William nodded his agreement. “Look, I asked if there’s anywhere she can stay, but she says there’s no one left in town she was close to.”
The chief rubbed a thumb along the dark stubble on his chin. “From what I’ve seen, there’s no landline here, so there’s nothing to set up a trace on. If she gets a call from the kidnapper, it’ll be on her cell. So she can’t stay here. With a kid missing, I need you to process this scene without it ending up any more disturbed then it already has been. I didn’t like moving the body, but with Doc up to Boston for a conference, I couldn’t just let her lay there until he got back. And every minute that ticks by, the chance of us finding that kid goes down. I didn’t think this town would ever need your skills when the mayor pressed me to bring you onto the force, but we need ‘em now. It’s time you got to work.” The chief sighed and looked down at the blanket in his left hand, then looked up and said, “So, what do we do with the mother and her babies, Big City Bailey? We got no victim support options. The town doesn’t have the resources to put her up in a hotel. Not to mention she hasn’t been ruled out as a suspect yet.”
William’s mouth pursed briefly and he stroked his smooth chin before he replied, “I’ve got an idea. I’ll make a call.”
“Let me know what you come up with. I’ll be out front with Rogers. I need an evidence bag, and I want him to go over that truck cab with a fine tooth comb. Holgerson’s still our best suspect.”
William nodded as Denton headed for the front door, then he took out the cell phone he had adjusted to using over the past few months. His last phone had been the family’s massive black metal jobbie with a dial and a handset. He thought of the cell as a wonderful toy, better even than a slinky, and he could watch a slinky go down a set of stairs for hours on end.
It was almost as good as popping back and forth from place to place with magic; plus, it was a lot less disorienting for the people he needed to talk to. And he obviously couldn’t risk getting caught phasing in and out of existence anywhere near his fellow officers. Despite the town of Giles making part of its living from its magically-oriented tourism, many of its residents had their own near-supernatural ability to avoid knowing that their eccentric neighbors were the real thing.
He got the arrangements for Jenny started, then placed the phone carefully back in his front pocket and returned to the living room to wait with her. He hoped he’d guessed right about Natalie’s friends being happy to help
.
And right now? The second infant had joined her sibling in making a ruckus. He could lend a hand with that. He picked her up gently, cradling her against his shoulder, making a silent promise that her missing sister would come home soon.
5
Denton opened the cruiser’s trunk and pulled the toolbox closer. Setting aside the top tray full of the basic tools of the policing trade in Giles—a slim jim and a couple of extra sets of handcuffs that saw almost no use except when the Toadstone Tavern did some especially swift trade during the Witching Fair—he revealed the bottom compartment. In it, he found pepper spray, latex gloves, a couple of small but effective flashlights, and a stack of plastic evidence bags of various sizes.

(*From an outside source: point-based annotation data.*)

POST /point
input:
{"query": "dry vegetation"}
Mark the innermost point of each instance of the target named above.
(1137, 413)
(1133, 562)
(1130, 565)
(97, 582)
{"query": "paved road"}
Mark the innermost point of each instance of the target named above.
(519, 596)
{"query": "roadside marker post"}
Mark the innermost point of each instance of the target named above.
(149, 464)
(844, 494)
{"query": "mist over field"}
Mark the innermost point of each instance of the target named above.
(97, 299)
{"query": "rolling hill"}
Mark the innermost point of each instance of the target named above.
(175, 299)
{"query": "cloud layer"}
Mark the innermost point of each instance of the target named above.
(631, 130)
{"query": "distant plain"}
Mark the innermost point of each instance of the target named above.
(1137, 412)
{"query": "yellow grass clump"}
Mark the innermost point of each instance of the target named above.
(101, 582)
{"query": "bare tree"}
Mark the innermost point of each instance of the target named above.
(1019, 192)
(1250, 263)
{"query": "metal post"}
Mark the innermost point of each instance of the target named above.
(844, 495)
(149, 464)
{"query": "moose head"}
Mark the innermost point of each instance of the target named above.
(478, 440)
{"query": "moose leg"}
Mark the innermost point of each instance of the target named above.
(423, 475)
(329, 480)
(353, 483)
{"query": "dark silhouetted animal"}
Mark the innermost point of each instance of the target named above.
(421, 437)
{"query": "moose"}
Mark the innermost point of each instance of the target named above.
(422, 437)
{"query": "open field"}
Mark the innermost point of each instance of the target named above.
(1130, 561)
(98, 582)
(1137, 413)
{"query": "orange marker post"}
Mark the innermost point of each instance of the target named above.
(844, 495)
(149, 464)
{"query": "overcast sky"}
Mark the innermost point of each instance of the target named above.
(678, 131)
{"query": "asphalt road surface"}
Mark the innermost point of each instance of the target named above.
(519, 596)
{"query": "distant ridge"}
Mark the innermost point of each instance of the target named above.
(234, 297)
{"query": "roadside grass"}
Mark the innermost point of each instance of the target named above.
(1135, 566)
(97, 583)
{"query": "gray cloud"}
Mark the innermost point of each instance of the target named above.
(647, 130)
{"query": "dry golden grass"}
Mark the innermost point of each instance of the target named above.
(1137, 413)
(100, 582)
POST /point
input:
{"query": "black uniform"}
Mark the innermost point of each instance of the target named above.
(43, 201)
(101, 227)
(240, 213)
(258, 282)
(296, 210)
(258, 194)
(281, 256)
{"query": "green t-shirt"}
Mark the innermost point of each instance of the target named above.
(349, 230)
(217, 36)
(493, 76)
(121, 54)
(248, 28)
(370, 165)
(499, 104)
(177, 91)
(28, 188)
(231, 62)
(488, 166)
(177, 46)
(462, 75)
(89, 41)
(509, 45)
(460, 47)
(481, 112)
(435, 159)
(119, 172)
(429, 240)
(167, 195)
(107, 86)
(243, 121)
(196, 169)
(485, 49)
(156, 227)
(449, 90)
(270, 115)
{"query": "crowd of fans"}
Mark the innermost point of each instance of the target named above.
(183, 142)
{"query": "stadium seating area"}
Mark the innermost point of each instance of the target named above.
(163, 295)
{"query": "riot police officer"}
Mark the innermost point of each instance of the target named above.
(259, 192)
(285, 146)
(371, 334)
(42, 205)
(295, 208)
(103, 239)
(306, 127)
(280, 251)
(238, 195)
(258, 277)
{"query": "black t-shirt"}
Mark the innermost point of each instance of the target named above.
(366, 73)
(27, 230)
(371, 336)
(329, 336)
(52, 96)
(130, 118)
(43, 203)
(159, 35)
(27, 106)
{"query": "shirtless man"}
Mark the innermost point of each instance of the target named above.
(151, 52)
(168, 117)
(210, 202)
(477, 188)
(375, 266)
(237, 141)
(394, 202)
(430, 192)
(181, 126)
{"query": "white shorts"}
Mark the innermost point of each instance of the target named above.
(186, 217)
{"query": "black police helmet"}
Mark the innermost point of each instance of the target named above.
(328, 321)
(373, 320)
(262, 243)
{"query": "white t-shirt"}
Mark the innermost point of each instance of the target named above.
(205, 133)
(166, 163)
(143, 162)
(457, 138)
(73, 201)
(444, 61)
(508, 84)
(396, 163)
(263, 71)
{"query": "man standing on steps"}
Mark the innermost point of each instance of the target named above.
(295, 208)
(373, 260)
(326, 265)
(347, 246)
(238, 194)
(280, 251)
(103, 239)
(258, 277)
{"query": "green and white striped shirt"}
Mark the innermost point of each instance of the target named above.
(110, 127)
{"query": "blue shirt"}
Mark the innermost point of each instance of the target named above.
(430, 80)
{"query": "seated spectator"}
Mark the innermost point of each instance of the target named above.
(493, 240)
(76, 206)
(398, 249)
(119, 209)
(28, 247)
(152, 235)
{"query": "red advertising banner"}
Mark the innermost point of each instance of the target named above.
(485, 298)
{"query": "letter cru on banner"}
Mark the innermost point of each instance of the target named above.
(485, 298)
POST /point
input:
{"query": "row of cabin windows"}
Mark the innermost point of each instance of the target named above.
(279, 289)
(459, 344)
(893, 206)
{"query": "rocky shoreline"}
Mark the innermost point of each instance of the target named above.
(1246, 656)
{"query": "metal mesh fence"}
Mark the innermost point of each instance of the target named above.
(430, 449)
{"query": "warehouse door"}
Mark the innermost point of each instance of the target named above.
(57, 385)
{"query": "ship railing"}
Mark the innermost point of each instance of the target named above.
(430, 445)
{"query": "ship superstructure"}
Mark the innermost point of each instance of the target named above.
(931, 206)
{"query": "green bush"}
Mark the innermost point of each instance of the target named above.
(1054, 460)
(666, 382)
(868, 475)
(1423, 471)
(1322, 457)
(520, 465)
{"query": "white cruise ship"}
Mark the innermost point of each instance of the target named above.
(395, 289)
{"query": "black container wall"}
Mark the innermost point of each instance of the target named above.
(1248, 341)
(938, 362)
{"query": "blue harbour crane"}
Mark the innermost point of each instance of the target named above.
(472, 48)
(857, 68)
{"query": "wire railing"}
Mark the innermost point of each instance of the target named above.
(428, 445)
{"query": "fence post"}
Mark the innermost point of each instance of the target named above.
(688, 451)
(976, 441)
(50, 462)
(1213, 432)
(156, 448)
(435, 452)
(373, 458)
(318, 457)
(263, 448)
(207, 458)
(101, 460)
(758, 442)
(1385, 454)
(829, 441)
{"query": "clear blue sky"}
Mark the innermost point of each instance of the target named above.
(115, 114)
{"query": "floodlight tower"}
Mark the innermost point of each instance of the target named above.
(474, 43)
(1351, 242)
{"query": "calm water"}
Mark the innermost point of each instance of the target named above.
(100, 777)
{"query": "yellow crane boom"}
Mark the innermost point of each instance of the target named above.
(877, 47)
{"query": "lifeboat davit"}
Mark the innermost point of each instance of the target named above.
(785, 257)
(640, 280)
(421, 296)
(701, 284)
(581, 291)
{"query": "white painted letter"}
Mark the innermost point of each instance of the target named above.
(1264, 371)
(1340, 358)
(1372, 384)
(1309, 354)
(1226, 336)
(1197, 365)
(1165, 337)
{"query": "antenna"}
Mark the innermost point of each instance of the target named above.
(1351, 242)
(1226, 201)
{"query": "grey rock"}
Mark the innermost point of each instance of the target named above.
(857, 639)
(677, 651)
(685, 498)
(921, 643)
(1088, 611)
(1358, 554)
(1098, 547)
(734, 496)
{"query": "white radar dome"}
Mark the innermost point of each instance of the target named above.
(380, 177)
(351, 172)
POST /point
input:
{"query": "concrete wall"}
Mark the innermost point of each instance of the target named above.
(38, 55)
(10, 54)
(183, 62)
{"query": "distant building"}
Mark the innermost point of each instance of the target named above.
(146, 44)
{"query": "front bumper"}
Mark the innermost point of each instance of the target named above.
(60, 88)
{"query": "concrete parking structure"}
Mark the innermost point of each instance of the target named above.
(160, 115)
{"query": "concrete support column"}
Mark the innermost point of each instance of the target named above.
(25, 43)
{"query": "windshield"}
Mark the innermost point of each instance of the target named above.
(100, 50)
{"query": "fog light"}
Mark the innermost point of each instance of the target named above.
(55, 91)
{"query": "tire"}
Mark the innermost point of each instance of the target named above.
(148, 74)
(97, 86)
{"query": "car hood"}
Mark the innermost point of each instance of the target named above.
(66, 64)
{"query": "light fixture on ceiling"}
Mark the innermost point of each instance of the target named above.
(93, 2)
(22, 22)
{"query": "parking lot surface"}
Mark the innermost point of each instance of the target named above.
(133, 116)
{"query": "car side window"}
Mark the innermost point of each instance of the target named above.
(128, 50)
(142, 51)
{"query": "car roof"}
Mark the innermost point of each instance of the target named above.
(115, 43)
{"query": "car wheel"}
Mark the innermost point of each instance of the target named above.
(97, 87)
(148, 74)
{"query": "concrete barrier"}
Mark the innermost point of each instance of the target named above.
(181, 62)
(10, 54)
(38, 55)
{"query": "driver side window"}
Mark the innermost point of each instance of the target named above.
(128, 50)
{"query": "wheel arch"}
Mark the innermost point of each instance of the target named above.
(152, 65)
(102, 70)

He tucked the pink blanket into one of the larger ones as he filled Rogers in on the plan. “Bailey’ll work the crime scene once we get the family out of range. You and I are going to start on the cab of the husband’s truck. Grab a set of gloves and keep an eagle eye out. Nobody gets a pass for missing a detail. Especially not me. I let the presence of a body distract me, and that should never have happened.”
He’d leave it up to the mayor to decide his fate over the missed kidnapping. From here on, he was focused. That child was coming home.
As they walked to the rig, Denton scanned the neighborhood. They’d go door to door to see if anyone had heard or seen anything. He glared at the older couple sitting on the porch across the street several doors down. The woman had a small telescope trained on the officers.
His glare didn’t faze the gawker. The scope stayed where it was. So when Rogers exited the cab with a pair of lacy black panties held between two fingers and a furious blush spreading across his cheeks, the sound of raucous laughter filled the air.